Dans l’œil d’Antoni Lallican : hommage

À l'instant   •  
Écrit par Ana Corderot
Dans l’œil d'Antoni Lallican : hommage
1 © Antoni Lallican
AïdaBelloulid
Attachée de presse et compagne d’Antoni Lallican
« “Kifak ?” [“Comment vas-tu ?”], “Zawjati” [“Ma femme”], “Faransi” [“France”]. Nous avions commencé quelques temps auparavant à apprendre l’arabe, je riais de son accent, que j’entendais au loin. Ce que je pouvais entendre aussi, c’est son sourire. »
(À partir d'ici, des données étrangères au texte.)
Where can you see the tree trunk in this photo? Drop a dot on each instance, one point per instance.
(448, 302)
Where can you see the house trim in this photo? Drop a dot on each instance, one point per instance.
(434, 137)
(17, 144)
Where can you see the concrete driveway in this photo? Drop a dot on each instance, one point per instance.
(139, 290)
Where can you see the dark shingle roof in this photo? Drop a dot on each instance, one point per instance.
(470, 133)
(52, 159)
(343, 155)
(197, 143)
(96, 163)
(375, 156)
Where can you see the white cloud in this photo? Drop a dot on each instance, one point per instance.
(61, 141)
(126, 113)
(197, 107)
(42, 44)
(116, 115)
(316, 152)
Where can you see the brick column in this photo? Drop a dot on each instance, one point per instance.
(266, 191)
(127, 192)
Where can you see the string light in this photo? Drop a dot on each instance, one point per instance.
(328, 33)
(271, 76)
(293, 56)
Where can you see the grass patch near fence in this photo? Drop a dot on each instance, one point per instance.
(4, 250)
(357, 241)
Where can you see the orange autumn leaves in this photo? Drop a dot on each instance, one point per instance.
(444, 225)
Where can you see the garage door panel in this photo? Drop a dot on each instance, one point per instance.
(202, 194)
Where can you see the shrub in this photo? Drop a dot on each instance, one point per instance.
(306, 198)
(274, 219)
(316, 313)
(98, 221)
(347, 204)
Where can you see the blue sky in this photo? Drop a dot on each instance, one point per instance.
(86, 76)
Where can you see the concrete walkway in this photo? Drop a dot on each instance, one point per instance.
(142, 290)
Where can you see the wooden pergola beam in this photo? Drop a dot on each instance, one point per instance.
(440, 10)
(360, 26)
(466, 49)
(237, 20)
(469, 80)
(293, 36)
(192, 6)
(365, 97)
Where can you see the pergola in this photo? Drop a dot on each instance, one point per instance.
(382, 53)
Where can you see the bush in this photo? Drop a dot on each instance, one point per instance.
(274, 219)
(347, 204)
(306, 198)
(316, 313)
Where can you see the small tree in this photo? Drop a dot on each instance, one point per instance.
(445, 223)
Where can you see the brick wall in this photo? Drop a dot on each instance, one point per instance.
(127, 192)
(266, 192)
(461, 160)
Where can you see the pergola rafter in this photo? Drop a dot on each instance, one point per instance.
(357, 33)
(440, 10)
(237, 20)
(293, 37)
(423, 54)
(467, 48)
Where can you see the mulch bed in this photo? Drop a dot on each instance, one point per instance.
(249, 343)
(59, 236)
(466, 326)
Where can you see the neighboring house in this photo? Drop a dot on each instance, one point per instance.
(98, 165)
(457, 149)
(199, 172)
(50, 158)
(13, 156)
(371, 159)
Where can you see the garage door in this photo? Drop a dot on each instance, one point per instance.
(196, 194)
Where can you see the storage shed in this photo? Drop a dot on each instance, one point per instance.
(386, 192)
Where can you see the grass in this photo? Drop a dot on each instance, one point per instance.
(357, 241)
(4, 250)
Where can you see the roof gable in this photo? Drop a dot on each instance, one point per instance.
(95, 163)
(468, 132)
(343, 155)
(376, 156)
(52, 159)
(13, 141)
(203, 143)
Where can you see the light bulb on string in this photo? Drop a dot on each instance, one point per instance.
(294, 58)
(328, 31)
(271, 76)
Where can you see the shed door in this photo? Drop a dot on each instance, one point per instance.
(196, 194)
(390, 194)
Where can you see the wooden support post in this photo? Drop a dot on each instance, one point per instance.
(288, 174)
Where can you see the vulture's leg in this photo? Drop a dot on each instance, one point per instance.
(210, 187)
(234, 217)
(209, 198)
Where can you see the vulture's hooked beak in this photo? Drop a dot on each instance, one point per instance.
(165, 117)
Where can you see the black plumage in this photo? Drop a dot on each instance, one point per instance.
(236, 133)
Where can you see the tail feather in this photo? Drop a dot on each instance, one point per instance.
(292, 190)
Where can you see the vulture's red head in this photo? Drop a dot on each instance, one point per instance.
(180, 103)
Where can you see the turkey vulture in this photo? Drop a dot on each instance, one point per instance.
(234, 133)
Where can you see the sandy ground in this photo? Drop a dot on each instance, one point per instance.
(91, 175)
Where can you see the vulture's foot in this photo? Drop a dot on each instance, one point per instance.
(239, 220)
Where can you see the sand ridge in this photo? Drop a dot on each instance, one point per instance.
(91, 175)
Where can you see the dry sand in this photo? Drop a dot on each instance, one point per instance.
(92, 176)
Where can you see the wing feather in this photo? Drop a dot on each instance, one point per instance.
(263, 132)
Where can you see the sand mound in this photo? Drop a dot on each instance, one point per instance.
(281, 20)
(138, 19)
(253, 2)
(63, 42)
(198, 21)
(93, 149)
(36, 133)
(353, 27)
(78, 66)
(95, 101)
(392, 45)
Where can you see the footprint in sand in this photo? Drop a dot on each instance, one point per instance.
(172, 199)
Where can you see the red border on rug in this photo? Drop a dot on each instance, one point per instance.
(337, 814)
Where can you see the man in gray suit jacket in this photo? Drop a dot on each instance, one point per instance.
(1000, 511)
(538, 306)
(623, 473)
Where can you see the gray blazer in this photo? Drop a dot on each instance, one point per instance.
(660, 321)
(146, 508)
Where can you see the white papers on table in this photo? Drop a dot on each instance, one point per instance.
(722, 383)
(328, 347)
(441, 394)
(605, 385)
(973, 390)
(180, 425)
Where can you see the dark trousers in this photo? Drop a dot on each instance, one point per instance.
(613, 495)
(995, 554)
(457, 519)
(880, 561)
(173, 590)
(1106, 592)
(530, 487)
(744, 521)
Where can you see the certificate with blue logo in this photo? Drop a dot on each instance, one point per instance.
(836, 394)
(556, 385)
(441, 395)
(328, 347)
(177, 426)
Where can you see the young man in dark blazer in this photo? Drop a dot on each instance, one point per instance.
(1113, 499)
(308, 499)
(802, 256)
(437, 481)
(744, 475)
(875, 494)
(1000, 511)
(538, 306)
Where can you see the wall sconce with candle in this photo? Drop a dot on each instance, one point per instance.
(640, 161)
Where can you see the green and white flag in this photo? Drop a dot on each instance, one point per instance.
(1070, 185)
Disparu le 3 octobre dernier, tué par un drone russe dans le Donbass, Antoni Lallican, photoreporter et collaborateur pour la presse internationale, documentait le monde d’un regard patient, avenant, à la recherche du réel pour en révéler ses contours et sa consistance. D’une grande humilité et d’une humanité de geste envers les sujets photographiés, il a couvert plusieurs conflits, notamment en Syrie, dans le Haut-Karabagh ou dernièrement en Ukraine. Afin de lui rendre hommage et de louer son travail, nous avons laissé la parole à ses proches. Aïda Belloulid, sa compagne, Philémon Barbier et Adrien Vautier, ses amis photographes, nous parlent de ses images, de ce qu’elles racontent du monde et ce qu’elles disent, en creux, d’Antoni Lallican.

1-Aïda Belloulid

Attachée de presse et compagne d’Antoni Lallican

« Le 28 septembre 2024, je suivais sur une carte le vol MEA qui emmenait Antoni à Beyrouth, au plus fort de l’offensive israélienne au Liban. Une habitude prise à chacun de ses départs en reportage, et une manière pour moi de l’accompagner.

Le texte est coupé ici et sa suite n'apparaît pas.